Prepackaged News Gets GAO Rebuke
Walker: PR Must Be Clearly Labeled

By Christopher Lee
Washington Post Staff Writer
Monday, February 21, 2005; Page A25

The Government Accountability Office warned federal departments last week against using a popular public relations tool that already has landed two agencies in hot water for breaking federal anti-propaganda laws.

In a Feb. 17 memo, Comptroller General David M. Walker reminded department and agency heads that prepackaged news stories that do not identify the government as their source violate provisions in annual appropriations laws that ban covert propaganda.

Comptroller General David M. Walker said identifying sources of news items is an agency's duty.

Prepackaged news stories, sometimes known as video news releases, have become an increasingly common public relations tool among government agencies and in industry. They are designed to resemble broadcast news stories, complete with narrators who can be easily mistaken for reporters and suggested introductory language for TV anchors to read. Some news organizations have run them without changes and without identifying them as government-produced.

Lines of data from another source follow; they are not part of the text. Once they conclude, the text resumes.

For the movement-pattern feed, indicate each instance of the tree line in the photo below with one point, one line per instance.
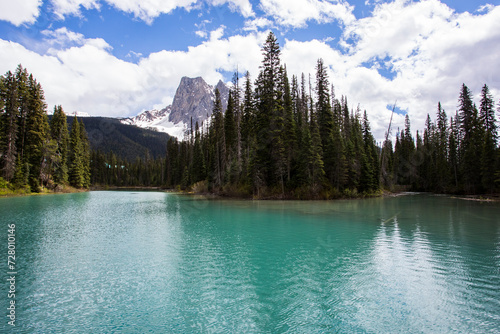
(33, 153)
(459, 155)
(277, 139)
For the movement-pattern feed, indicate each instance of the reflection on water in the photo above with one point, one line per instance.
(156, 262)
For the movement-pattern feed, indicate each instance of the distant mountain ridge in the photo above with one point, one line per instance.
(193, 100)
(126, 141)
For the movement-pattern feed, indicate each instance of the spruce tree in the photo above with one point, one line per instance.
(37, 133)
(218, 142)
(76, 165)
(470, 142)
(85, 149)
(489, 147)
(9, 126)
(59, 132)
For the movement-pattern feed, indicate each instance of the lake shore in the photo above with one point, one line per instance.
(6, 192)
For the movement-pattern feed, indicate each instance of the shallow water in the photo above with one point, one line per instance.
(152, 262)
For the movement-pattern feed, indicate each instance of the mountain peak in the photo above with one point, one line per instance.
(193, 100)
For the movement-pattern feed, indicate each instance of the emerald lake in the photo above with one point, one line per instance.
(154, 262)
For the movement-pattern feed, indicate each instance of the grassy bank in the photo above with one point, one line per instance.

Within the last year, the GAO, the investigative arm of Congress, has rapped the Office of National Drug Control Policy and the Department of Health and Human Services for distributing prepackaged news stories that do not disclose within the story that the government is the source of the material.

"[T]elevision-viewing audiences did not know that stories they watched on television news programs about the government were, in fact, prepared by the government," Walker wrote. "We concluded that those prepackaged news stories violated the publicity or propaganda prohibition."

Walker noted that agencies may legally distribute prepackaged stories "so long as there is clear disclosure to the television viewing audience" that the material was prepared by the government or its contractors.

"Agency officials should scrutinize any proposed prepackaged news stories to ensure appropriate disclosures," he wrote, adding that GAO officials were available to answer questions in particular cases.

Last month, Rep. Thomas M. Davis III (R-Va.), chairman of the House Committee on Government Reform, said the GAO was wrong in ruling against the drug control office because the agency's mission is to produce media campaigns to prevent and reduce drug abuse. Davis and Rep. Mark Edward Souder (R-Ind.) sent Walker a letter urging him to withdraw the ruling and reconsider the law. They wrote that it was the news organizations, not the agency, that had a duty to disclose the source of the video news release.

Walker declined to overturn the ruling in a Feb. 15 letter. He wrote that the drug control office was bound by the disclosure requirement and that appropriations laws govern the behavior of federal agencies, not of independent news organizations.